Elephant Bird Egg Auction Inspires a Hunt
Another kind of egg hunt: looking for National Geographic's elephant bird egg
Easter egg hunts may have come and gone, but bidding will open soon on one of the world's largest eggs: On April 24, Christie's auction house will give buyers a crack at nabbing an elephant bird egg that's a foot (30.5 centimeters) long and nearly nine inches (22.9 centimeters) in diameter.
The elephant bird egg will be featured during Christie's Travel, Science and Natural History sale in London. The auction house expects the egg to go for more than $45,000.
Extinct since the 17th century, elephant birds were found only on the island of Madagascar. Researchers believe the birds went extinct because of human activity—primarily habitat loss and hunting.

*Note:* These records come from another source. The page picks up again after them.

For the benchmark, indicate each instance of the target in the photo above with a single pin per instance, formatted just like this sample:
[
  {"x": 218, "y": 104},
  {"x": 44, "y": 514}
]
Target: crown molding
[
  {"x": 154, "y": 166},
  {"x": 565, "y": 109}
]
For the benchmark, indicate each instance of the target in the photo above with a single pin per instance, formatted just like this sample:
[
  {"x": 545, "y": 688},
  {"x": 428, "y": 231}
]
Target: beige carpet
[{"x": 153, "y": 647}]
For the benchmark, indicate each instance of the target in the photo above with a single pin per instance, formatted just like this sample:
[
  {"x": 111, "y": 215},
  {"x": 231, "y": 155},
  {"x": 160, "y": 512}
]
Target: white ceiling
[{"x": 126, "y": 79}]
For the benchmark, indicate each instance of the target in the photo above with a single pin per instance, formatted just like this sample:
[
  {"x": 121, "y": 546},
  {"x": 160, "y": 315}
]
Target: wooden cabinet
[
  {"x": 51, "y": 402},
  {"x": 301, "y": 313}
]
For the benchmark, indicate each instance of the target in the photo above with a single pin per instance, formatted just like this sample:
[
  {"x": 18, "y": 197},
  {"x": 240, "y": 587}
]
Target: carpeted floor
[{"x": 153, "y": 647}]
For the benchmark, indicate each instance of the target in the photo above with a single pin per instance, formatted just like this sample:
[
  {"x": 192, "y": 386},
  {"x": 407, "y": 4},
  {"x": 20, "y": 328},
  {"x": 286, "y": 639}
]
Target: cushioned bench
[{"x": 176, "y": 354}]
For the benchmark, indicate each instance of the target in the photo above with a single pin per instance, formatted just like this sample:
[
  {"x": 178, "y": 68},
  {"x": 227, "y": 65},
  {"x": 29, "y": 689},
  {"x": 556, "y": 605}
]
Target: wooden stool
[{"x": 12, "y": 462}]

The flightless, ostrich-like birds could grow to be 11 feet (3.35 meters) tall. And their eggs were huge—up to 100 times larger than the average chicken's. Intact eggs today are considered extremely rare and can demand steep prices.
"Any whole eggs found today in Madagascar are legally the property of the Malagasy government," said archaeologist Mike Parker Pearson, a professor at the Institute of Archaeology, University College London. "So no more complete eggs will ever come on the open market, and that must make these very few eggs already in museum and private collections very valuable."
So I was intrigued when I learned, in the course of researching this story, that National Geographic owns one of these rare eggs. I decided to stage my own egg hunt and set off to find it.
The egg had originally been given to Luis Marden, a legendary photographer for National Geographic magazine, in 1967 when he was on assignment in Madagascar—just one of many assignments around the world over his six-decade career with the magazine.
When he was just 19 Marden wrote one of the first books on 35mm color photography, Color Photography with the Miniature Camera. He would go on to become an early pioneer in underwater color photography; many of his underwater camera techniques are still used today.
After email inquiries, phone calls, and snooping around random rooms in the headquarters building in Washington, D.C., I got word of the possible location of the egg. A tip led me to a staff member at the National Geographic Museum.
"I'm looking for an elephant bird egg that was given to Luis Marden in 1967," I queried.
"Ah! The Aepyornis egg that Luis Marden obtained while on assignment in Madagascar," said the representative, who wishes to remain nameless.
Once out for display at the National Geographic Society's Washington headquarters, I learned, the egg now rests in a locked case in a climate-controlled room underground.
There are no plans to bring it back out for display, according to the National Geographic Museum staffer. But colorful plastic eggs filled with cheap candy will never do it for me again.